After that I went back to the hotel and went to bed. I had a considerable amount to think about, but I tried to keep my mind off it. A great deal depended on how Norris was the next day. But in a way, it didn't matter. You don't shoot somebody at close range in an office with the intent of just doing them a little harm. If Norris got out light it wouldn'd be for lack of trying on Shay Jordan's part.
Next morning I took my time shaving and putting on some fresh clothes. Then I went to the dining room and had a long breakfast. I didn't want to rush right over to the infirmary, half because of what I was scared I'd find, and half to give Norris time to get better. Lew came in as I was finishing my last cup of coffee. We visited about nothing in particular, and then I got up to go and see Norris. Lew asked if I wanted him to come with me. I shook my head. “No. But I'll probably be looking for you later on.” He said he'd be around.

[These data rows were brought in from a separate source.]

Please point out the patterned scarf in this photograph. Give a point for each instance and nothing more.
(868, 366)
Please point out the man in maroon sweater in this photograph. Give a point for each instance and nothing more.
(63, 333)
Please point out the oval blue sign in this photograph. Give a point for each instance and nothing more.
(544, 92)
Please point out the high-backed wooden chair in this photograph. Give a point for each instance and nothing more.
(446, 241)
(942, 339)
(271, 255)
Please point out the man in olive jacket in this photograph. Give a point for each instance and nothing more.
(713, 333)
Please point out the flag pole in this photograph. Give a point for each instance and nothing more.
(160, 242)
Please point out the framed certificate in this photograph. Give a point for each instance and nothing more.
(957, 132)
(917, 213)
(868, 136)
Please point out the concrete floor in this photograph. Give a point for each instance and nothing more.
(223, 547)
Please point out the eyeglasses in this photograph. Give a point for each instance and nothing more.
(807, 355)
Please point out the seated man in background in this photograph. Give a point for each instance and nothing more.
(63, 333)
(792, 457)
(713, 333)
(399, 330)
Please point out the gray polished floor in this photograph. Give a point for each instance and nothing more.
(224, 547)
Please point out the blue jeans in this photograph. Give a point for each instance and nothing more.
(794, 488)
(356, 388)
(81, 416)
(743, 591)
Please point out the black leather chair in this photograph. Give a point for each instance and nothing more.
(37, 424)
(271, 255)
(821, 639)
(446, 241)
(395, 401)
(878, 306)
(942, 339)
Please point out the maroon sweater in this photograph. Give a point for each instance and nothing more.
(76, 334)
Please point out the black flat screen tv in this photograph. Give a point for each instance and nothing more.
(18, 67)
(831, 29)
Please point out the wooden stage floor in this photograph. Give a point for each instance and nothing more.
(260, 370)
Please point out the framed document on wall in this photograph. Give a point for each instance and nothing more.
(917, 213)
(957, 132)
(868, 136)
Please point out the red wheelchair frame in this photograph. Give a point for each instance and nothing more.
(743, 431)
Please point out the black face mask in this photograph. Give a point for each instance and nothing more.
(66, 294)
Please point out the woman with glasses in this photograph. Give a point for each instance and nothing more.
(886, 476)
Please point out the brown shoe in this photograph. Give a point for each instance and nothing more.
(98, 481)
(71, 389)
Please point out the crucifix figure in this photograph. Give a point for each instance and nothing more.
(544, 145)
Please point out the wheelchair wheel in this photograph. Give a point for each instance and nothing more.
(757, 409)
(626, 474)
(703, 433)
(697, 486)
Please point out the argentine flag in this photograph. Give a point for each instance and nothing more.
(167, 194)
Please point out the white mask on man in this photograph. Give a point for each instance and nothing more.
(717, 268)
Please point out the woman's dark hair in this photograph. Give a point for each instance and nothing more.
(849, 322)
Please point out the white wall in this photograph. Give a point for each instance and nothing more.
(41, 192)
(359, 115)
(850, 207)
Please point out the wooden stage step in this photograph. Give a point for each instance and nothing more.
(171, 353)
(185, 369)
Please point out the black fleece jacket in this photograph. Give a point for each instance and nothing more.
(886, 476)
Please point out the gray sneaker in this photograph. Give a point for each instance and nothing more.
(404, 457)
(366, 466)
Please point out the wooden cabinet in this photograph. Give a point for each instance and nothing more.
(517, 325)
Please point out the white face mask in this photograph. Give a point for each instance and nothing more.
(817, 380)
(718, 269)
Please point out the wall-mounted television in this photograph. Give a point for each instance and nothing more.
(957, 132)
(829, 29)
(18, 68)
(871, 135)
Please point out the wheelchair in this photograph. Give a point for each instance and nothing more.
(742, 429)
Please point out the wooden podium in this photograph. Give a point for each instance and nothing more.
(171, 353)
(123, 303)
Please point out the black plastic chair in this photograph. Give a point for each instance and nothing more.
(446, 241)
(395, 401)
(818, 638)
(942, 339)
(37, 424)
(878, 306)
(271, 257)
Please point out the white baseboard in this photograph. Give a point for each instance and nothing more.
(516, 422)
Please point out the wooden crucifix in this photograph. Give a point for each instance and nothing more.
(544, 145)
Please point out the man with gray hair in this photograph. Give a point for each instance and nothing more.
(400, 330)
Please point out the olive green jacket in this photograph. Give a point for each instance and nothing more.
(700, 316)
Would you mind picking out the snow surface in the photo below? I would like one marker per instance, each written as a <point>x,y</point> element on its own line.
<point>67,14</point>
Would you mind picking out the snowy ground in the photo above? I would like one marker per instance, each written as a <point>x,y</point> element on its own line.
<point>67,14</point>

Doctor Adams was in the waiting room looking at some papers when I came in. It was a little past nine. He looked up and smiled. He said, “Got some good news. His fever broke last night.”
I said, a little uncomfortably, “Does that mean—”
“His arm? Yes, I would definitely say so. I'm not saying all danger of infection is past, but there's none of that red streaking up and down his arm that would say there was definitely a bad infection. Obviously there was infection, but it localized. It didn't spread. I'm going to give you cautious encouragement. Also, he's not so sick anymore. He held his breakfast down this morning. I'd say it's just a matter of time.”
“I can see him?”
“For a few minutes. But goddammit, don't get him excited. And I mean that, Justa.”
I went in Norris's room. I could see immediately he was feeling considerably better. There was even some color in his face. He gave me a small smile as he turned his head and saw who it was. He said, “I'll be glad to get out of this bed. How was the trip to Oklahoma?”
“Fine,” I said. “We'll talk about that later. Right now I want the straight of what happened in your office.”